Eye movement recordings were carried out with OSCANN, an eye-tracking device based on video-oculography technology (Hernández et al., 2018). Stimuli were bright green dots with a diameter of two centimeters presented on a display at a viewing distance of 60 centimeters. An examination protocol establishing the sequence of tests and standardized instructions for participants was followed to minimize variability as much as possible. Definite trials were preceded by practice trials that allowed confirming the understanding of the tests. Each definite test was preceded by a nine point-calibration and began with a central fixation target. The evaluation comprised a prosaccade test, an antisaccade test, a memory saccade test and a sinusoidal smooth pursuit test. The prosaccade, antisaccade and memory saccade tests included 12 trials in the horizontal plane followed by eight trials in the vertical plane each. Horizontal trials consisted of the random appearance of targets at 5, 10, or 20 degrees to right or left; and, in vertical trials, at 5 or 12 degrees up or down. The sinusoidal smooth pursuit test included six horizontal trials and six vertical trials.

Prosaccades were evaluated by the random appearance of an eccentric target, subsequently replaced by the reappearance of the central target.

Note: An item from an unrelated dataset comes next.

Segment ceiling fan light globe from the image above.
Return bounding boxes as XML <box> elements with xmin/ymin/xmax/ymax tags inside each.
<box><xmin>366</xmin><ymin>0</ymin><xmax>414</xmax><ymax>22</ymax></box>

Subjects were instructed to keep their gaze fixed on the target.

Here, the target moved from one end of the screen to the other and subjects were asked to follow it as accurately as possible.

In a similar fashion to that in the prosaccade test, the central target was replaced by the appearance of an eccentric target, but the command, in this case, was: “When the target appears at one side, look at the opposite location, in a mirrored way. If you realize that you have looked at the target, try to correct yourself looking at the opposite location.”

As in the prosaccade test, the target appeared eccentrically and then at the central position. After that, the target disappeared, leaving the screen blank. The instructions were: “Keep your gaze fixed on the target when it appears at one side and when it comes back to the center. When the central target disappears, look at the location where it had previously appeared.”

In order to use the subtle alterations of eye movements for diagnostic aims, it is crucial to guarantee the reproducibility of the measuring, which is described in the OSCANN medical device user manual and summarized in a related publication (Hernández et al., 2018). After the automatic analysis of the images captured by the eye-tracker camera, we extracted features from each oculomotor test following the published methodology (García Cena et al., 2020).

Oculomotor responses can be characterized by diverse parameters. For descriptive purposes, such parameters have been grouped into three domains: (a) parameters related to spatial accuracy, as saccade error (the deviation of the final position of the gaze from the target, measured as positive or negative error) and pursuit error (the difference between the target position and the gaze position during a pursuit test); (b) parameters related to time, as latency (defined by the time delay between the appearance of a peripheral target and the onset of the ocular movement) and pursuit gain (the rate between ocular velocity and target velocity during a pursuit test); and (c) parameters related to success, as the percentage of correct memory saccades in the memory saccade test, and, in the antisaccade test, the percentage of correct antisaccades, corrected erroneous antisaccades (henceforth, corrected antisaccades) and successful antisaccades, which represent the sum of correct and corrected antisaccades. Precise definitions can be found in the Supplementary Material.